With the highs of the world championships and those epic rides on the Hisense Arena’s boards now all but a distant memory, the time has come to put the finishing touches to an already finely tuned machine. Final tweaks which will be made in Newport prior to making the final journey down the M4 to the nation’s capital for the first round of the women’s team pursuit on Saturday 4 August.

Joanna Rowsell explained: “In the world championships in Melbourne we went significantly faster than we did at the world cup in London. Most of that was down to structuring the ride better. We learned a lot from the world cup about responding to a big crowd. We have taken a lot from that but have done a lot of training since then so we are just looking forward now really. It was great to beat the Australians on their home turf but we know we are going to have to go even faster so there’s no point in looking back. This is the big one and no one really cares about the worlds once the Olympics are done.

“We are still very much in training mode at the moment so we aren’t too interested in looking at times, we just focus on getting the efforts done.”

Despite London being Houvenaghel’s second Olympic experience, the event will see the inclusion of three young Olympic novices into the Games. Although this is their first Olympics, they are more than experienced at riding a world-beating 12 laps and moreover, how to focus on the task at hand when the pressure is on.

Dani King quashed any doubts over whether nerves will get the better of them: “It is overwhelming but I try not to let it get on top of me. I try and take every training session as it comes and try not to think about the Olympics and that it is such a massive deal. At the end of the day, it is just another bike race and we have done this day in day out for the last two years as a group. Then on the day it’s just another standing 3km.”

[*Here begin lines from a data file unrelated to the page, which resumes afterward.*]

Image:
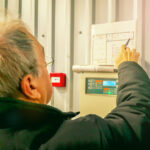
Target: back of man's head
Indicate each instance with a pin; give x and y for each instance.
(17, 57)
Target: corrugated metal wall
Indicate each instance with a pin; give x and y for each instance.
(63, 28)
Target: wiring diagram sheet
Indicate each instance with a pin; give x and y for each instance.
(108, 38)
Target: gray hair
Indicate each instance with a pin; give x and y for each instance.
(17, 57)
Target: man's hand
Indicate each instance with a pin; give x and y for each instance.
(126, 55)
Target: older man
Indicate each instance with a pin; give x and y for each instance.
(27, 123)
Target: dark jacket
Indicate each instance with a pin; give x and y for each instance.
(28, 126)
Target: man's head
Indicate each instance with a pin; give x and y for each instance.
(23, 72)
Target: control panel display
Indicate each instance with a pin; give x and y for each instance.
(101, 86)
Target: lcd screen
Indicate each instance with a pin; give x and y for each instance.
(109, 83)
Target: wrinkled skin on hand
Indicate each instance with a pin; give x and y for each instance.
(126, 54)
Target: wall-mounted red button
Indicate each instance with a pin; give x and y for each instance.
(58, 79)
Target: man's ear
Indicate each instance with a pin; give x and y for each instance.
(29, 87)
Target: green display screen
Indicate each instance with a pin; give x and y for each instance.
(101, 86)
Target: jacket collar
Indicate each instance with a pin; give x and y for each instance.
(18, 113)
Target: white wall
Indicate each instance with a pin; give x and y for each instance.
(63, 28)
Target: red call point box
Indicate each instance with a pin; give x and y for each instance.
(58, 79)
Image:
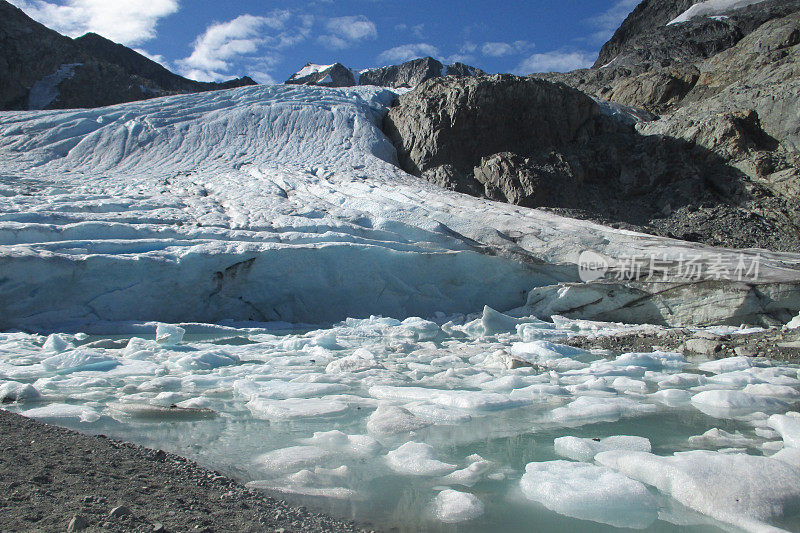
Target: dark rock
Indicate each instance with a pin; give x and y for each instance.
(78, 523)
(408, 74)
(119, 512)
(336, 75)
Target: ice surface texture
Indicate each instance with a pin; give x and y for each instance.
(260, 203)
(400, 416)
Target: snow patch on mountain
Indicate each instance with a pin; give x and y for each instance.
(45, 90)
(711, 8)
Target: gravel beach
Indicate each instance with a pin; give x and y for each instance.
(54, 479)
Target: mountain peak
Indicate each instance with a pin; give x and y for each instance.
(408, 74)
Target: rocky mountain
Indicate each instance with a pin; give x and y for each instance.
(708, 148)
(42, 69)
(408, 74)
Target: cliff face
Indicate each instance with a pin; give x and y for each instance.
(42, 69)
(408, 74)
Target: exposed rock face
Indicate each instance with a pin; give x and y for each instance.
(539, 144)
(645, 57)
(41, 69)
(336, 75)
(668, 304)
(408, 74)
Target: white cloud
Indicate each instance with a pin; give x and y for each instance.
(344, 32)
(555, 62)
(406, 52)
(242, 40)
(607, 22)
(129, 22)
(158, 58)
(500, 49)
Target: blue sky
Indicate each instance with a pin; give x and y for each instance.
(269, 40)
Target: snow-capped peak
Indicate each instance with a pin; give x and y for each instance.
(711, 8)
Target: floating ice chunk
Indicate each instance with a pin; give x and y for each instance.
(508, 383)
(579, 449)
(56, 412)
(590, 410)
(56, 343)
(336, 440)
(471, 474)
(169, 335)
(437, 414)
(293, 458)
(626, 384)
(136, 345)
(419, 329)
(778, 391)
(144, 411)
(417, 459)
(164, 383)
(681, 381)
(590, 492)
(283, 390)
(539, 331)
(538, 392)
(326, 340)
(743, 490)
(788, 427)
(195, 403)
(494, 322)
(727, 403)
(673, 397)
(731, 364)
(719, 438)
(736, 379)
(207, 360)
(653, 360)
(295, 408)
(460, 399)
(502, 360)
(388, 420)
(359, 361)
(544, 350)
(80, 360)
(13, 391)
(451, 506)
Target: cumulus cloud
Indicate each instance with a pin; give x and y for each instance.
(500, 49)
(555, 62)
(344, 32)
(243, 40)
(129, 22)
(406, 52)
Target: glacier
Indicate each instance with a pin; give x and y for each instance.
(265, 203)
(165, 261)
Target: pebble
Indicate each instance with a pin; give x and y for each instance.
(78, 523)
(118, 512)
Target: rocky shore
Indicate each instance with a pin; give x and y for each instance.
(53, 479)
(774, 343)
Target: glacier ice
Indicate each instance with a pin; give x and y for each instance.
(335, 328)
(590, 492)
(291, 189)
(744, 490)
(451, 506)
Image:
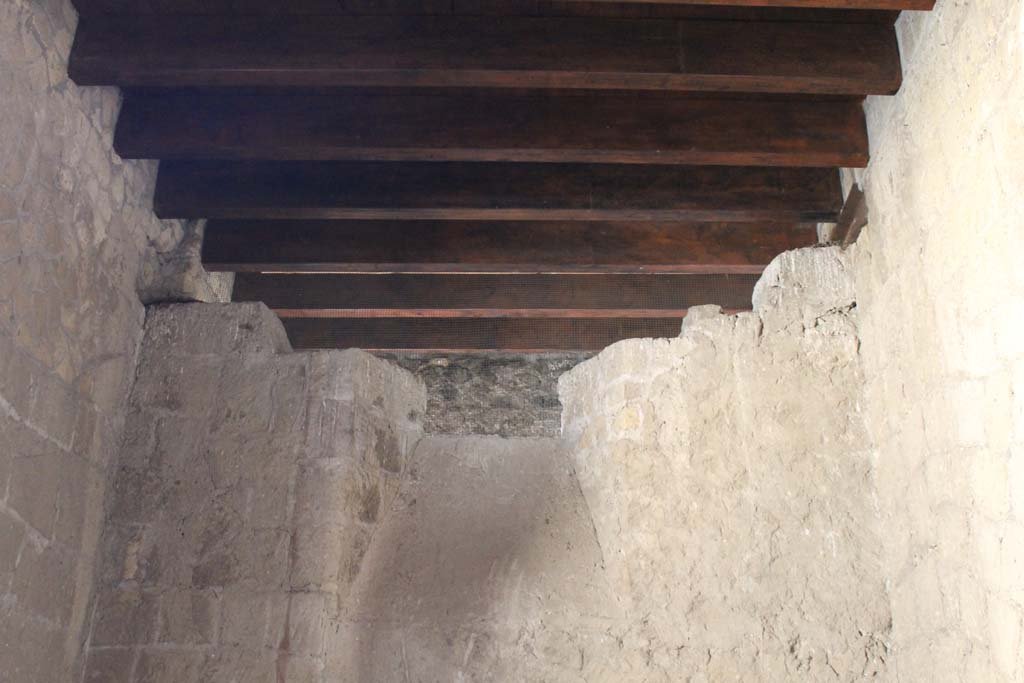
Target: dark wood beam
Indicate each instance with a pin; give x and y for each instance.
(452, 190)
(290, 246)
(852, 218)
(507, 52)
(394, 295)
(466, 334)
(638, 128)
(778, 10)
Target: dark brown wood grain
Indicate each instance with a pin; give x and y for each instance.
(456, 190)
(483, 51)
(467, 334)
(852, 218)
(401, 295)
(636, 128)
(496, 247)
(795, 10)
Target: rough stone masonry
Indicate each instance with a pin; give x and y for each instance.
(280, 516)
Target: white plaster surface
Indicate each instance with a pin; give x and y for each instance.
(940, 295)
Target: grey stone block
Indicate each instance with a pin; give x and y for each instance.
(110, 666)
(208, 328)
(125, 617)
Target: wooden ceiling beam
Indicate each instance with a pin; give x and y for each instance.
(503, 52)
(468, 334)
(496, 126)
(445, 247)
(841, 10)
(453, 190)
(402, 295)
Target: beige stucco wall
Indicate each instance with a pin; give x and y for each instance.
(925, 385)
(727, 473)
(78, 243)
(940, 292)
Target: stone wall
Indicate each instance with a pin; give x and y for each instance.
(247, 491)
(77, 242)
(504, 394)
(728, 476)
(940, 292)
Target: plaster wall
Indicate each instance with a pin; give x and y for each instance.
(248, 488)
(728, 476)
(940, 295)
(78, 242)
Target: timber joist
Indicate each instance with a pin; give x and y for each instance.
(494, 174)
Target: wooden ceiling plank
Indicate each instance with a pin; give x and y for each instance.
(503, 52)
(400, 295)
(774, 9)
(510, 334)
(455, 190)
(495, 126)
(446, 247)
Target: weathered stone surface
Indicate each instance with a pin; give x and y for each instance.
(506, 394)
(940, 300)
(178, 275)
(725, 473)
(485, 569)
(241, 509)
(78, 242)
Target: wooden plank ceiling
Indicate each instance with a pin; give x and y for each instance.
(493, 174)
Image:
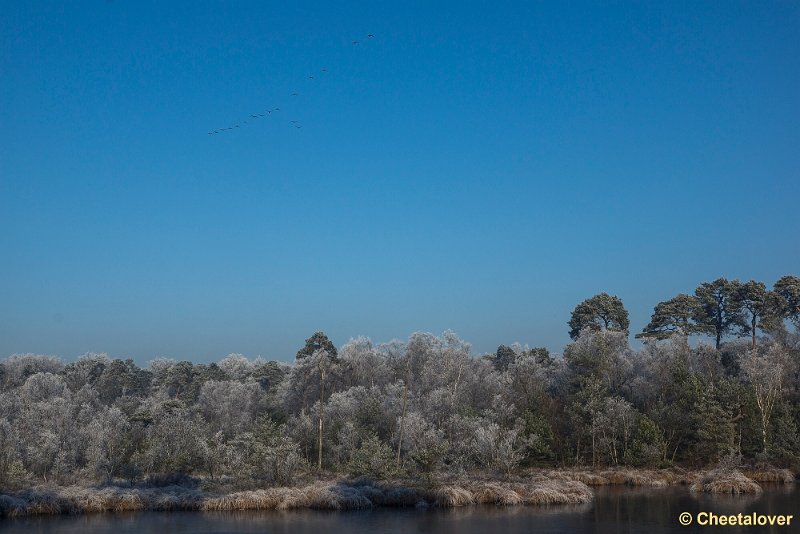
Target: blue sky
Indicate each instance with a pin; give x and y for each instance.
(481, 167)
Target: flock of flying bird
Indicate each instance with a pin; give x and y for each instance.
(268, 112)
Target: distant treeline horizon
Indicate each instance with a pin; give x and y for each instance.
(426, 406)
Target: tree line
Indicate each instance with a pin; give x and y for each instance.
(425, 405)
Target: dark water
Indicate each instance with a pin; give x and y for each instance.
(613, 510)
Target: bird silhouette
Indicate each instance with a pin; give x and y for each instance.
(266, 112)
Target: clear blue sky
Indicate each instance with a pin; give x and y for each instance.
(478, 167)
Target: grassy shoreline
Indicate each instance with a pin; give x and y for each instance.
(537, 487)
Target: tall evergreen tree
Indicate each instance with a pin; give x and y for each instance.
(718, 313)
(600, 312)
(318, 341)
(756, 306)
(671, 316)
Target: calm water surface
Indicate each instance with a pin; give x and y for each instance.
(613, 510)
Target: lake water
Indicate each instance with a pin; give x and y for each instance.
(615, 509)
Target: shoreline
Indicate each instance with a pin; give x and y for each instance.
(537, 487)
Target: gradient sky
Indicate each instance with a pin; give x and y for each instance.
(477, 167)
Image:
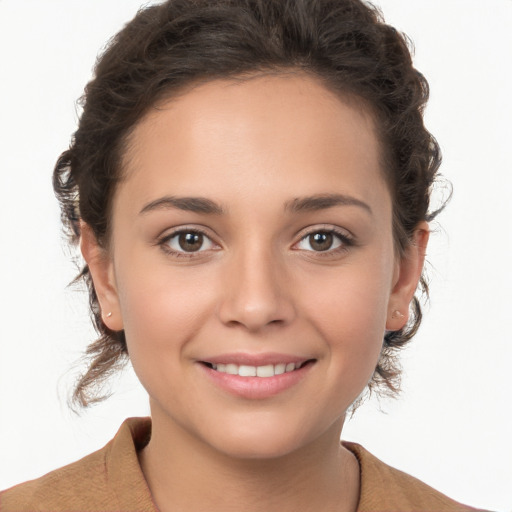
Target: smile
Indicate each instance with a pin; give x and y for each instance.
(265, 371)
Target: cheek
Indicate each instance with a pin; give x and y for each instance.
(162, 310)
(350, 315)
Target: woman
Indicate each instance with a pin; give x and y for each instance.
(250, 186)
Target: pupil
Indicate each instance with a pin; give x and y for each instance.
(321, 241)
(190, 242)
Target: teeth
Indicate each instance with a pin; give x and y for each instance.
(268, 370)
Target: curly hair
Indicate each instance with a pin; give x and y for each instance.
(167, 47)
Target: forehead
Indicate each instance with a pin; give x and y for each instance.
(286, 129)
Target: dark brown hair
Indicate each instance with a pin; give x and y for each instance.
(166, 47)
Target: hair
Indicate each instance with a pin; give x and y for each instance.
(169, 46)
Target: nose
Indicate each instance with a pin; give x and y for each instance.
(257, 292)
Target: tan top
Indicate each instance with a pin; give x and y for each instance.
(111, 480)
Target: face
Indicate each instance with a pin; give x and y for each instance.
(252, 263)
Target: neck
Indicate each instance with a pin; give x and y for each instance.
(184, 473)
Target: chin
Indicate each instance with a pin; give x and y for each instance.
(262, 440)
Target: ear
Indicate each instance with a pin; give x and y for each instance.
(407, 275)
(102, 272)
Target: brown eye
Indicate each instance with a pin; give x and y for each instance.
(321, 241)
(190, 242)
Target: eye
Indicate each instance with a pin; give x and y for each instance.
(322, 241)
(187, 241)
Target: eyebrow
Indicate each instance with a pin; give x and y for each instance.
(189, 204)
(324, 201)
(297, 205)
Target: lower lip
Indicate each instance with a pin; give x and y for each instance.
(256, 388)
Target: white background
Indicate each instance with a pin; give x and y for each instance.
(452, 426)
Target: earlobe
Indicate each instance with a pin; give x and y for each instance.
(408, 274)
(102, 273)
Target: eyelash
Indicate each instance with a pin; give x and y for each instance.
(164, 242)
(345, 240)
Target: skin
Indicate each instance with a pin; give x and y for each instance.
(257, 285)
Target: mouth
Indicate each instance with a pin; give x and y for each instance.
(263, 371)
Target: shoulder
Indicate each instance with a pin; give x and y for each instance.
(96, 482)
(386, 488)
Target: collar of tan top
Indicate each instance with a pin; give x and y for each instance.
(383, 488)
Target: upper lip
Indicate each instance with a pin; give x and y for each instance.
(255, 359)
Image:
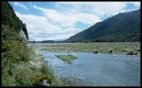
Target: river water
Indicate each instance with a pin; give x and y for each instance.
(98, 69)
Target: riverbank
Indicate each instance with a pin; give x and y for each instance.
(128, 48)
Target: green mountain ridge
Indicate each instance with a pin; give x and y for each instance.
(123, 27)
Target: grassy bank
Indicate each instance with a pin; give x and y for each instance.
(67, 58)
(102, 47)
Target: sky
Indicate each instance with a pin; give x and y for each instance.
(61, 20)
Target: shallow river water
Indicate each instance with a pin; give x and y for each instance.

The key threat standing between King, Trott, Houvenagel and Rowsell will come from the Australian team. A team who will be keen to pay Great Britain back on home turf in exactly the same manner King, Trott and Rowsell did in Melbourne earlier this year. This is clearly a theory which the team hasn’t entertained: “We already beat them [Australia] on our patch too so that’s good. I think we have a bit of an advantage. We beat them in the world cup in London and they said we had the advantage but then we went and beat them again in front of their home crowd,” Laura Trott calmly asserted.

Now, with some great performances behind them as well as some solid training both on the road in Majorca this spring as well as on the boards in their training home ground at Manchester Velodrome, the time has come to focus on beginning their taper and getting their bodies in the ultimate condition for what will hopefully be another epic ride next week at the Games in London.

Paul Manning briefly summarised their final battle plan to secure the title of being the first ever women’s Olympic team pursuit champions on home soil : “The girls have been training together for a while now so what they need to do in the last few days aren’t really going to be a puzzle for them.”